AI companies have been relentlessly pursuing coding agents capable of interacting with computers akin to humans—clicking buttons, scrolling pages, and maneuvering cursors. While the potential is clear, the implementation has often been cumbersome. The objective is to enable agents to operate software identically to people, particularly within web applications and enterprise tools lacking robust APIs or integrations.
Current systems, however, can feel unwieldy, frequently monopolizing browser sessions and processing tasks one screen at a time. OpenAI is addressing this challenge with a new Chrome extension for its Codex system.
Unveiled on Thursday, the Codex Chrome extension allows AI agents to function directly within a user's live browser session. This grants them access to signed-in websites, multiple tabs, and authenticated workflows without fully taking over the desktop.

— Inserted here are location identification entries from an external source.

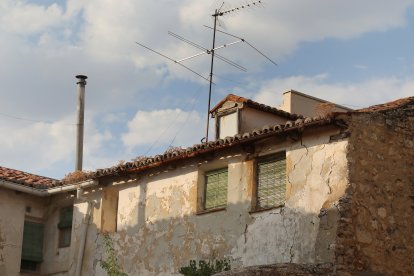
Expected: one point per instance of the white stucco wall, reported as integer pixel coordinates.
(159, 229)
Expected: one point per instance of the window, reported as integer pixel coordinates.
(65, 226)
(32, 248)
(271, 181)
(215, 192)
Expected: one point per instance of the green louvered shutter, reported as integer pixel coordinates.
(66, 215)
(271, 181)
(32, 249)
(216, 189)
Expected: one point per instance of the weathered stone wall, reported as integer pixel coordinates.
(376, 225)
(160, 228)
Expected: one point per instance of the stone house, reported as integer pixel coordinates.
(331, 194)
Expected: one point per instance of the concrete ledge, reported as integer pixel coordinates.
(282, 270)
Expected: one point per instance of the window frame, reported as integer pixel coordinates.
(64, 228)
(32, 263)
(205, 188)
(278, 156)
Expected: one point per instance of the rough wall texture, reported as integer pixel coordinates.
(160, 227)
(376, 226)
(15, 207)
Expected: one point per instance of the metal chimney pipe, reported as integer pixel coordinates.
(79, 132)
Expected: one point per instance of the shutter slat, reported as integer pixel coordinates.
(271, 184)
(216, 189)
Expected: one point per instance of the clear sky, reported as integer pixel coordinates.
(354, 53)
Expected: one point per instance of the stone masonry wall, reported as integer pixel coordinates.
(376, 226)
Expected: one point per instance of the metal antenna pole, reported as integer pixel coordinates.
(216, 14)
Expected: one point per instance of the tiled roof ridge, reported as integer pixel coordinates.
(198, 149)
(257, 105)
(387, 106)
(25, 178)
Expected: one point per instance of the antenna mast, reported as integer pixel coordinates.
(216, 14)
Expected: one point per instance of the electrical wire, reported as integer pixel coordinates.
(31, 120)
(196, 100)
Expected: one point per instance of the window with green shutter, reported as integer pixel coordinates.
(65, 226)
(32, 248)
(271, 181)
(215, 189)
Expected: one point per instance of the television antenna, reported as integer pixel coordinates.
(212, 51)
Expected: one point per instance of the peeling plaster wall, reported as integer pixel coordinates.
(12, 216)
(376, 226)
(56, 260)
(160, 228)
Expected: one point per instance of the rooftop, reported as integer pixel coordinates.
(256, 105)
(144, 163)
(24, 178)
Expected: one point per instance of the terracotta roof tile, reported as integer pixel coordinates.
(256, 105)
(24, 178)
(145, 163)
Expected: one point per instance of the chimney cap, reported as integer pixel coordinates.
(81, 77)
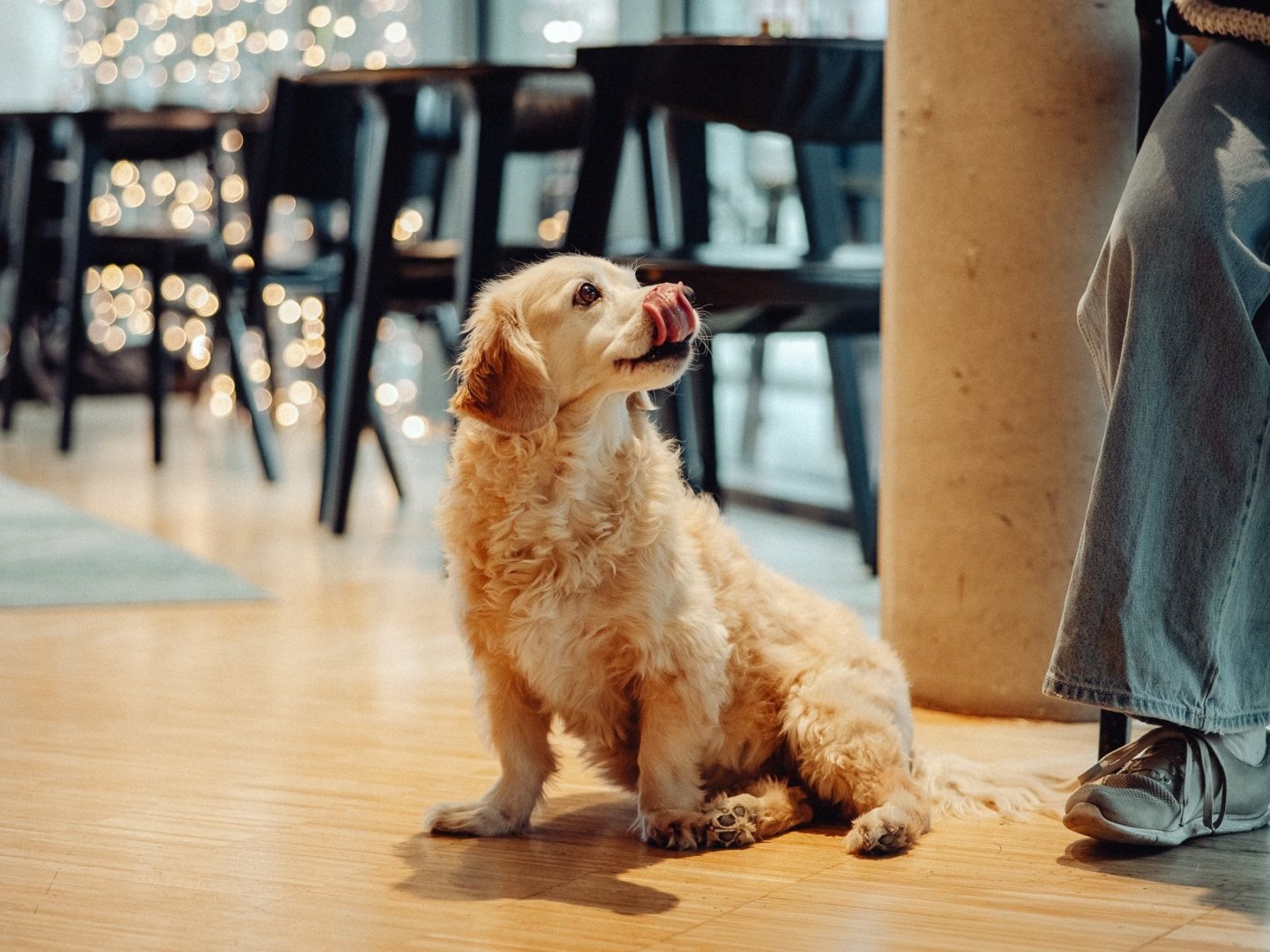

The extension bridges Chrome with the Codex application on Windows and macOS, facilitating agent interaction with platforms such as Gmail, Salesforce, LinkedIn, and internal web apps. This interaction leverages the user’s existing browser state, cookies, and logged-in sessions.
This launch expands upon OpenAI's “computer use” capabilities, first introduced in Codex in April, which permitted agents to operate desktop apps and browsers in the background while users worked on other tasks.
OpenAI is now drawing a clearer distinction between generalized computer-use systems and a more browser-centric approach.
Previously, Codex primarily relied on either structured plugins or broader computer-use tooling for browser workflow interactions. Plugins were often preferred as they enabled direct engagement with services like Slack, Gmail, and GitHub without manual interface navigation.
Nevertheless, many critical workflows reside within full web applications, internal dashboards, or authenticated browser sessions that agents cannot readily access through integrations alone.
In a demonstration video accompanying the launch, Dominik Kundel, OpenAI's developer experience lead, highlighted that the new extension bypasses the typical “screenshot, reason, move the mouse” loop common in many computer-use systems, where agents repeatedly analyze on-screen visuals before making the next move.
While Codex could already operate Chrome via its existing computer-use functionality, it treated the browser essentially as another desktop application, interacting visually step-by-step. The new extension, conversely, integrates Codex directly into Chrome, enabling it to work across multiple tabs, logged-in sessions, and browser tasks concurrently.
This distinction is crucial as a significant portion of modern software development and operations increasingly occurs within browser-based SaaS tools, internal dashboards, and authenticated enterprise environments.